Structures to support productive collaborations between the scientists and press personnel (Journalists) should be put in place and existing ones should be encouraged and supported.
In the light of this, I am personally impressed with what African Science Literacy Network (ASLN) has been doing for the past one year, bringing journalists and scientists together under the same ‘umbrella ‘for trainings and collaboration in a bid to improving science or research communication. With this structure, I have found it easy to communicate my research findings to the public more than ever before. Similarly, the government can set up accessible committee on communication/implementation of research findings, which can function as an interface between the government and scientists.
PT: Has the government (and media/society) really helped to instill confidence in the potency of your solutions to health challenges, if any?
Ighodaro: Well, may be by your question you mean if the government, media and society believe in the potency of my herbal remedies to health challenges? Belief in the potency of a product comes only when you are aware of such product and you have personally used it or received validations from those who have used it. This is what we have been clamoring for, societal and governmental awareness of our research findings/products. The need for proper awareness or publicity of these products cannot be overemphasized. The media is greatly needed for the society and government to play their roles in encouraging and supporting more researches and formulation of more products. The journalists are indispensable to our success stories, so help us out!

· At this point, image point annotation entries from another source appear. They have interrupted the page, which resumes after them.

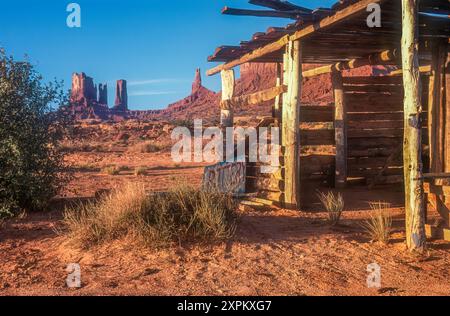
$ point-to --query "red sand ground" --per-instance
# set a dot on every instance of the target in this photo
(273, 253)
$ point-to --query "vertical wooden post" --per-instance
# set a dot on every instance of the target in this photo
(447, 112)
(436, 112)
(340, 130)
(278, 99)
(412, 143)
(226, 115)
(290, 131)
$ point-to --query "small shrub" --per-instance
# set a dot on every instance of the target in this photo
(111, 170)
(146, 147)
(378, 226)
(31, 164)
(334, 204)
(182, 214)
(140, 171)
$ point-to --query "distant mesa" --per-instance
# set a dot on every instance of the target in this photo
(121, 103)
(87, 101)
(90, 102)
(103, 93)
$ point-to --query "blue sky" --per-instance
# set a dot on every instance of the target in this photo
(154, 44)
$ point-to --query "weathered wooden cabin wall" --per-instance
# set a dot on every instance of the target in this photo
(375, 128)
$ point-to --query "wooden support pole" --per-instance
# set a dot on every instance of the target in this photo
(226, 115)
(340, 130)
(276, 112)
(290, 132)
(436, 107)
(412, 143)
(447, 113)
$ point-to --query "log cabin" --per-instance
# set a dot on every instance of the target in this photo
(384, 129)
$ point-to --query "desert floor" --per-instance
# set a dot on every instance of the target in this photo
(279, 252)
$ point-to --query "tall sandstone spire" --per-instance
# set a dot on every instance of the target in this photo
(83, 89)
(103, 94)
(121, 102)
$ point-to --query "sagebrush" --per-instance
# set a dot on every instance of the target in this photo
(379, 224)
(334, 204)
(180, 215)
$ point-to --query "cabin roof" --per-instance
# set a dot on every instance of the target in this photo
(346, 39)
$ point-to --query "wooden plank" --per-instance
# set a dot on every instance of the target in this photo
(370, 152)
(371, 104)
(375, 124)
(326, 22)
(290, 123)
(279, 5)
(319, 113)
(447, 114)
(276, 112)
(374, 171)
(394, 89)
(315, 126)
(380, 142)
(435, 110)
(361, 117)
(340, 130)
(375, 133)
(256, 98)
(372, 80)
(412, 143)
(317, 137)
(226, 115)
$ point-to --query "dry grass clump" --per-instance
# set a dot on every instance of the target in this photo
(182, 214)
(334, 204)
(379, 225)
(140, 171)
(114, 170)
(147, 147)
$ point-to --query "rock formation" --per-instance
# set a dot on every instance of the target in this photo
(203, 103)
(103, 94)
(121, 103)
(83, 89)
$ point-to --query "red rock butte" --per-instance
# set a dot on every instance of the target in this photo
(202, 103)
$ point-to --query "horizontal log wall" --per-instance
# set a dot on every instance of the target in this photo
(316, 156)
(375, 128)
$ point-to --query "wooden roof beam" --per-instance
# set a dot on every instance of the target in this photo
(308, 30)
(373, 59)
(294, 15)
(279, 5)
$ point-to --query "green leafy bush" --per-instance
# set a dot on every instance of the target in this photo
(30, 161)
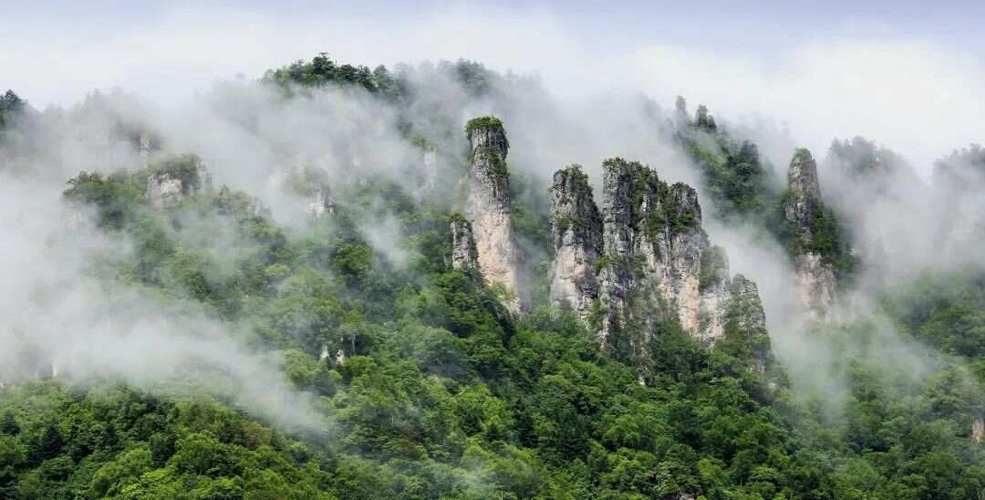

PT: What advice do you have for young professionals hoping to pursue interest in your career line?
Ighodaro: First and foremost, what is worth doing is what doing well. Regardless of how some professionals may be going about it right now, make up your mind to pursue your interest in this field of research in the right way, to the best of your abilities and with all selflessness and honesty of heart. Choose to make a positive difference, particularly for the fact that, this is about human lives. For every wrong and unfounded information released to the public domain, millions of lives are at risk. Look out for the best, learn from the best and become the best in what you do.